ZS is already positioning India as a global hub for AI‑ and analytics‑led healthcare innovation, building solutions (via platforms like ZAIDYN and bespoke GCC models) that can run on top of digital health infrastructure and be adapted across markets.

Q. What role can private sector consulting and analytics firms play in strengthening public health systems without overstepping into areas traditionally led by governments or civil society?

A. Private consulting and analytics firms can add real value to public health systems when they focus on technical capacity, data, and collaboration. Firms can help ministries, public agencies and NGOs translate research into practical strategies, delivery models and costed implementation plans, especially for complex areas like primary care, SDOH and digital health. They can design and run analytics platforms for surveillance, population health management and SDOH programs, helping public actors identify high-risk populations, target scarce resources and evaluate what works. Cross-sector partnerships between HCPs, pharmaceuticals, payers and community to bring data, trust and infrastructure together.
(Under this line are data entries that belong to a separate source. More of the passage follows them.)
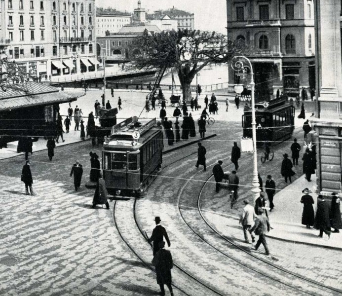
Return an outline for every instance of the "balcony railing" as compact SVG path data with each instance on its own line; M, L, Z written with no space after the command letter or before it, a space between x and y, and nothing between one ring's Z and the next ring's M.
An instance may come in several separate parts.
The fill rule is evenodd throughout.
M92 41L92 38L90 37L65 37L59 38L61 43L70 43L75 42L88 42Z

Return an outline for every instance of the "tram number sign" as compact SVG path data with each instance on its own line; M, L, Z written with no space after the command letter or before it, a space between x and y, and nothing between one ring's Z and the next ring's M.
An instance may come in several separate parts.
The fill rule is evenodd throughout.
M133 139L138 140L140 138L140 133L139 132L133 132Z

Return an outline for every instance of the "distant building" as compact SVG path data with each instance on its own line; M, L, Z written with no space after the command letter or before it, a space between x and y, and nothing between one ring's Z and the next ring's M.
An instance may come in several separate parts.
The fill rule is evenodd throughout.
M257 99L315 87L313 1L227 0L228 35L250 49ZM237 75L229 69L231 86ZM243 77L241 77L243 80ZM244 81L241 81L243 83Z

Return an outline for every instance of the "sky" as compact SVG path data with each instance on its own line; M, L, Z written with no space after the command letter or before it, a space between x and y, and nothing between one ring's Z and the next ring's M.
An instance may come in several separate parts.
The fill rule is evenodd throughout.
M175 8L194 14L195 29L226 34L226 0L141 0L142 8L148 13L158 9ZM97 6L109 6L133 13L138 0L96 0Z

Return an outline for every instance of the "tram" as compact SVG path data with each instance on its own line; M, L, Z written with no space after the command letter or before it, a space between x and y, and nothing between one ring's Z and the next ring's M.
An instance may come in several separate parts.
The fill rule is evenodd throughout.
M156 119L133 116L112 128L102 150L102 170L110 194L140 195L155 178L162 162L161 127Z
M257 146L265 142L271 145L291 137L295 128L295 107L288 101L287 96L255 104ZM245 110L242 115L243 137L252 138L252 111Z

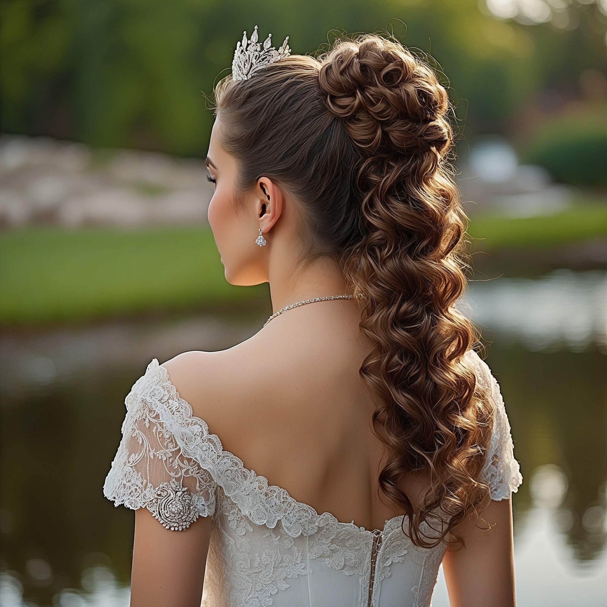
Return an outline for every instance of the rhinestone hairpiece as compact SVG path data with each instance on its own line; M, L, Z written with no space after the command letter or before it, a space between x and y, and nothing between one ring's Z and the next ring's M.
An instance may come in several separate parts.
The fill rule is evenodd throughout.
M291 49L287 44L289 41L288 36L285 38L282 46L276 50L273 46L270 47L272 44L271 34L268 34L263 42L263 48L262 49L261 44L257 42L259 38L257 36L257 25L251 34L250 40L247 41L246 32L244 33L242 42L239 42L236 45L234 61L232 62L232 78L234 80L247 80L257 70L283 57L288 57L291 54Z

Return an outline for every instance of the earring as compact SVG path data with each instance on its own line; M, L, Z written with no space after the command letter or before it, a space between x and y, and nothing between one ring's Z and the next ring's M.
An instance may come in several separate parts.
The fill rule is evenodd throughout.
M259 245L260 246L263 246L264 245L268 244L267 241L263 237L263 234L262 234L261 228L259 228L259 236L255 239L255 244Z

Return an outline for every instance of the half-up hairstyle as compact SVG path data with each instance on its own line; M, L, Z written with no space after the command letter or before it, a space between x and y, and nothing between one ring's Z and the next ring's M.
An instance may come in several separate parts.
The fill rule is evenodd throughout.
M473 328L455 307L466 287L465 215L447 154L447 94L433 70L376 35L291 56L215 89L221 143L244 190L262 176L297 202L302 257L337 260L364 294L371 346L360 370L388 456L384 496L416 546L436 546L490 499L479 480L492 411L464 354ZM427 487L414 504L407 474ZM439 521L437 524L437 521Z

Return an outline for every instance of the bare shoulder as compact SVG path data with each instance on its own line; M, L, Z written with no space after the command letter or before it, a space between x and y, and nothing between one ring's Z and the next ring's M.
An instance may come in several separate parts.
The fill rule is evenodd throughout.
M367 398L358 382L365 353L331 303L333 319L319 323L317 310L294 310L233 348L186 352L163 365L194 415L245 464L248 453L265 446L276 452L294 429L317 433L321 418L327 426L327 404L335 404L337 424L339 403Z

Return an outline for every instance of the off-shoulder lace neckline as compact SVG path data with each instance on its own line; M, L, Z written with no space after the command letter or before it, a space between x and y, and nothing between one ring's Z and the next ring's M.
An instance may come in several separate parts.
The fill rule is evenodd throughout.
M339 521L330 512L324 512L322 514L319 514L313 506L304 502L298 501L286 489L277 485L270 485L268 481L268 479L265 476L257 474L255 470L251 469L246 467L244 463L239 457L231 452L224 449L219 437L216 434L211 434L209 432L209 427L206 422L202 418L194 415L190 404L179 396L179 393L177 388L175 388L171 381L168 371L161 365L160 365L158 360L155 358L148 365L144 378L151 373L157 376L156 379L159 382L160 387L161 387L163 392L166 392L166 401L178 404L179 408L182 409L180 412L180 417L186 418L183 421L186 421L190 432L192 432L192 429L195 429L197 427L200 428L200 435L196 437L194 442L197 444L200 440L203 439L209 441L212 445L214 450L217 452L216 453L217 458L228 458L229 459L231 466L234 467L242 474L243 476L247 478L247 484L249 487L254 487L254 490L256 490L259 493L259 497L262 500L264 500L266 495L268 493L274 497L274 500L273 500L274 501L276 501L276 497L279 497L281 502L280 505L284 507L281 509L285 512L290 513L290 518L294 518L294 515L295 515L294 518L300 518L294 512L294 510L296 510L302 515L301 518L307 521L308 525L311 525L314 527L318 526L318 521L321 518L329 518L333 524L349 527L356 527L361 532L373 534L379 532L384 532L388 528L392 530L392 527L395 526L394 524L395 521L397 520L400 521L403 519L404 516L406 516L405 515L398 515L396 517L393 517L392 518L385 521L382 529L369 530L363 526L357 525L353 520L351 523L344 523ZM183 410L185 410L185 411ZM222 483L221 479L215 479L215 482L222 486L224 490L225 489L225 487L223 486L223 483ZM277 509L276 508L277 505L276 504L273 504L274 509ZM251 518L250 515L249 518ZM257 521L254 520L254 522ZM276 524L274 523L274 524L270 525L268 523L265 524L271 527L274 527ZM399 523L398 526L399 527L401 527L400 523ZM285 531L287 531L290 535L293 536L293 534L288 529L285 529ZM310 532L314 532L310 530ZM308 534L308 533L306 533L306 535ZM299 534L297 534L297 535Z

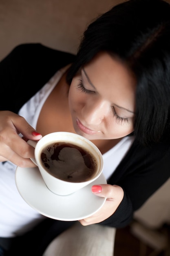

ZS explicitly frames its role as bringing human-centered design, analytics and cross-ecosystem partnerships to help address health inequities, including through work with nonprofits and community organisations.

Q. As AI becomes more embedded in healthcare decision-making, what governance principles are essential to build trust, accountability and transparency?

A. In addition to technical performance, trustworthy healthcare AI needs clear guidelines on how systems are built, deployed and managed anchored in human rights, clinical safety, data privacy and outcome accountability. That means clinicians and decision-makers need clear, practical visibility into how an AI model arrives at its recommendations: the data it uses, the blind spots, and performance. Pairing that with human oversight, documentation, compliances to govern implementation regulation enables leaders to validate and ultimately trust AI-supported decisions.

Strong data governance, explicit fairness testing and clear ownership for model performance are non-negotiable if we want AI to advance health equity and align with both clinical priorities and broader societal expectations.

Q. As a global ESG leader, what mindset shift do you believe business leaders must adopt over the next decade to meaningfully embed health equity into long-term sustainability strategies?

A. Business leaders need to shift from viewing health equity as a philanthropic add-on to recognising it as a core performance and resilience driver that belongs at the heart of long-term strategy. At ZS, we have made “advance health equity” one of our three ESG focus areas, directly linked to our purpose of improving health outcomes for all, which means we already approach equity as a core business responsibility.

The second mindset shift is from project thinking to systems and accountability thinking. Over the next decade, leaders will need to apply a health-equity lens across governance, incentives, analytics and ecosystem partnerships, with clear ownership and measurable outcomes.